Finishing the whole tournament also awards a finals bonus on top of the per-match Glory. See the Glory Points guide for the full breakdown.
Match your format to your night. Single elimination is fastest and most dramatic, double elimination is the fairest because one loss does not end a team's run, and round robin guarantees everyone the same number of games.
Turn on Auto-host if you want the bracket to keep moving without you running every match by hand. The match plays itself, reports its own result, and advances the bracket, which is handy when several matches need to happen close together.
Pick Lightning for a quicker, higher-energy event. Lightning matches run on a tighter per-question timer (9 seconds versus 20 for a standard match), so the whole bracket finishes faster.
Seeding is random by default, so first-round matchups are not stacked in anyone's favor unless the host deliberately arranges the seeds.

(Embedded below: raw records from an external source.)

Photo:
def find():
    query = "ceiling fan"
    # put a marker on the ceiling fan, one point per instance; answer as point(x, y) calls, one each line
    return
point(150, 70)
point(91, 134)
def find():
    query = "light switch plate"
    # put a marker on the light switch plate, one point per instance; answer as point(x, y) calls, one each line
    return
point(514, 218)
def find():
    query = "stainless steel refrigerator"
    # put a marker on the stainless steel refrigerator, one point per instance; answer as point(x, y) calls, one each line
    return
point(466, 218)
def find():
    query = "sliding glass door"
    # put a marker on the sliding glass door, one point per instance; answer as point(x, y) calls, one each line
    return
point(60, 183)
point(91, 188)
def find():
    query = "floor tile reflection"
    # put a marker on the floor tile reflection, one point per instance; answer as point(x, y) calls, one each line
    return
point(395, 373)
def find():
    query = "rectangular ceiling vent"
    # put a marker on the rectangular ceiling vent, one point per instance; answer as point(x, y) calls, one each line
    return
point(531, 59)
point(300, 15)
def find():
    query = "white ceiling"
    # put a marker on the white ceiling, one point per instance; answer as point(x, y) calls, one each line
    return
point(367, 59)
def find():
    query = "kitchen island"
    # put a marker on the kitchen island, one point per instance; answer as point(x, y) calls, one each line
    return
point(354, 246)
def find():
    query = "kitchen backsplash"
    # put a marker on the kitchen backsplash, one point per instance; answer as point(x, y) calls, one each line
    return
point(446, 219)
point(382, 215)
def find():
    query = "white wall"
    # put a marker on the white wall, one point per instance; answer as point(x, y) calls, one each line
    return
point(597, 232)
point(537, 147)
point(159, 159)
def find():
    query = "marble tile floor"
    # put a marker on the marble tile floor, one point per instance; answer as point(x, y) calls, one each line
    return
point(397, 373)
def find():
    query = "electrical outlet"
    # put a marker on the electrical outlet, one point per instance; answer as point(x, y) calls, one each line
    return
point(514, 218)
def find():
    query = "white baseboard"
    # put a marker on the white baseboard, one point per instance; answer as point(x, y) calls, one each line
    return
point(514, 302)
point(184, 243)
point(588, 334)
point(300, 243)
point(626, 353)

Advancement is decided by the score of each match's own game. The team that wins the game wins the match. A match cannot be reported as a tie; if a game finishes level, the host breaks the tie before a result is recorded, and a result can only be reported once so a match is never double-counted.
Final standings never let a team with more losses place above a team with fewer. The champion is always first and the runner-up (the team that lost the deciding final) is always second. Everyone else is ordered by fewest losses first, then by most wins, then by how far they advanced. In double elimination this means a team that fought back through the losers bracket is still ranked behind a team that lost fewer matches overall.
Each match is a separate game with its own join code, so players join the match they are scheduled for, not the tournament as a whole.
The match game mode and the rounds and questions per match are locked once the tournament starts. Set them before you generate the bracket.
Bracket results push to the venue display in real time as matches report, so the room can watch the standings update without refreshing anything.